The Family Flees: French, wood and egg tempra, 14h century, Metropolitan Museum or Art.
The Feast of the Holy Innocents is a rude awakening from Christmas bundles, boxes and bows. The last of leftovers are being pulled out for our lunches and gifts are just now finding resting places among our possessions. The Christmas television specials ran out last night and we awake in Christmas week to the Feast of the Holy Innocents.
The feast day celebrates the awareness that no matter how hard we try to create a Walton Family Christmas special out of our lives, one need not scratch too deep to find suffering at the hands of real people who make real decisions which impact real lives causing real suffering. Power can pull it off. Insecurity will usually play a role. Combine them and things get very bad very quickly for anyone who lacks power.
Herod must have been a terribly insecure man. Who knows if he also suffered from low emotional intelligence or a narcissistic personality disorder…or both. But he did the math, realized he had been duped by the wise men, reacted out of the deep insecurity of a divine ruler’s birth in his proximity and did what small, powerful men so often do – he punched innocence to death as a way to regain control.
We do not know the details of this event, but we know it must have been horrific. Mothers wailed. Fathers closed up. Aunts and uncles stood guard over broken hearts. This will not show up in any of our holiday specials on TV. And yet, every time I see the end of The Grinch who stole Christmas I am aware that there is an element of this story of insecure power playing out as the Grinch, remote, disconnected, green and short, plots to destroy simply because a part of him was two sizes too small.
Every one of us wakes up afraid at times. Every one of us has “Holy Innocents” days or seconds, minutes, hours or even years. There are Herods and Grinches around. But there are also wise men who do not allow power to corrupt by taking a different way home.
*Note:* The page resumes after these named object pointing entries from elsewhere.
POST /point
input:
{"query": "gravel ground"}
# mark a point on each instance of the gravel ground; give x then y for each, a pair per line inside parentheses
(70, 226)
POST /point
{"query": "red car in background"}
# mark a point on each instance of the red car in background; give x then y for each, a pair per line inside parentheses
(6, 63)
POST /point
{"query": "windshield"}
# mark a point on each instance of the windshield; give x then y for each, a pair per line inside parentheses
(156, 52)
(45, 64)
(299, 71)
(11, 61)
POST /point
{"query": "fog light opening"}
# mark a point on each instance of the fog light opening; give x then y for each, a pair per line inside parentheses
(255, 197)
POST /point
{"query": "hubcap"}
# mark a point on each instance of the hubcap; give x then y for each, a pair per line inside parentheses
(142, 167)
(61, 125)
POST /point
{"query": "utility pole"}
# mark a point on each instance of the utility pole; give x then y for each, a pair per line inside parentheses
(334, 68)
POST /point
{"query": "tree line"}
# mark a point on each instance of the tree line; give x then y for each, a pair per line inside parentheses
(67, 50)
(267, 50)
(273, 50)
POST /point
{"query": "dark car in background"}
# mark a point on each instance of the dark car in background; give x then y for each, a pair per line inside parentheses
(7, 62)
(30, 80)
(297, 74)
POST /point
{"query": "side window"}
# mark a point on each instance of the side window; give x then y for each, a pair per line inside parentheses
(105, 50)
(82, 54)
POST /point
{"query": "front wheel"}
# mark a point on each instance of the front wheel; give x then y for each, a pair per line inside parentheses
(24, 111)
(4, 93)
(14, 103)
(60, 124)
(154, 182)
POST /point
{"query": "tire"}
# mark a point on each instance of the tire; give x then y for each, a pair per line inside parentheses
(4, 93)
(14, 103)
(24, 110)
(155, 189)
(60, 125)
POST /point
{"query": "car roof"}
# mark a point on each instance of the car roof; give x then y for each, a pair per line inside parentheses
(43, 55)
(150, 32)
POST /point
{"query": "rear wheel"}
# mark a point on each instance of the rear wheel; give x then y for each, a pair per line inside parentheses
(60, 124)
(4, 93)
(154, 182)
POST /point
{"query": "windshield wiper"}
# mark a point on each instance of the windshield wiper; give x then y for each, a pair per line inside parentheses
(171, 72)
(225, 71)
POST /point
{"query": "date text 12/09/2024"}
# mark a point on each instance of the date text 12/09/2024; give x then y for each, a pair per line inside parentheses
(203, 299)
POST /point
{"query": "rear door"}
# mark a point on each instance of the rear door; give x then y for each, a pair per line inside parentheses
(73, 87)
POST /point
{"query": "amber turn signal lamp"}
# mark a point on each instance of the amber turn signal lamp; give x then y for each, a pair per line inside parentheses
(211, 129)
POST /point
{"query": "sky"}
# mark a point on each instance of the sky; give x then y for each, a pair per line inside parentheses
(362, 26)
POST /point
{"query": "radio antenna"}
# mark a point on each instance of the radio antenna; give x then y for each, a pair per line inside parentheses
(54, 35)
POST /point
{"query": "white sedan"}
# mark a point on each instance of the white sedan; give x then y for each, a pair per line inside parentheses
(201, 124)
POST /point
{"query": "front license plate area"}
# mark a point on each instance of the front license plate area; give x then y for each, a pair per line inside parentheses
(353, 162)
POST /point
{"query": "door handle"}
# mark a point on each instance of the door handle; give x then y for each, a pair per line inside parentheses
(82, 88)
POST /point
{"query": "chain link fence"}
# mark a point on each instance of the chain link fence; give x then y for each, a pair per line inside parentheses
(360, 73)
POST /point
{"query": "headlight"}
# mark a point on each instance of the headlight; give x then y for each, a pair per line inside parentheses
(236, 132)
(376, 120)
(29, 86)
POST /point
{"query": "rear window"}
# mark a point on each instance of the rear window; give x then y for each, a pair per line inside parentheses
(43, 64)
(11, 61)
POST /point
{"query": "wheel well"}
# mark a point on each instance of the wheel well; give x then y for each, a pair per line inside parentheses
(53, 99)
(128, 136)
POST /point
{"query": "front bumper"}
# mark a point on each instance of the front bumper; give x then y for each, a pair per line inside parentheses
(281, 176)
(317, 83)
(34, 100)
There are fathers who rescue their two year olds by taking the family and hitting the road for safety. There are mothers who say “yes,” sure that the “yes” was right to speak but not sure if their “yes” will make for a happy or prosperous life. THere is even a Saviour, Christ the Lord.
The art of life seems not to be in avoiding the Herods of this world. The art of life seems to be in seeing past them to a loving God who is worthy of trust enough to take the next step, and the next, and the next.
I love walking the side-isles of the nave of our cathedral in the light of late afternoon with my dog Kai. It can feel like a pilgrimage. An arch, a window, and arch, a window, an arch, a window. Some windows are of hellish stories and others of delightful ones – each separated by an arch and a pillar. At the end is the heavy wooden door to the garden – sunlight, fresh air, a place for Kai to sniff a bit – some grass for a short nap if we play our cards right. Walking the isles seems like life. Colorful with nights like arches and windows like, well, life. We live. We walk. We hope that God will redeem the whole thing and that along the way we may lend each other courage for the journey.
As the congregation walks to their pews on Sundays, I see good people pass under arches, past windows. The colored light hits their faces and I am reminded that it is hard to know what they have been through this past week. But they have come. They are here. We will eat. We will drink. We will taste a bit of glory and then lend each other courage for the next window. The next arch. The next spread of light and colors.
May God bless the innocents. May we be able to see them, not turning away. May we work to reduce their suffering, or at least honor it by sitting vigil. And may we know, when in the light of a dark window, that the next arch means a new one. And hope for the journey.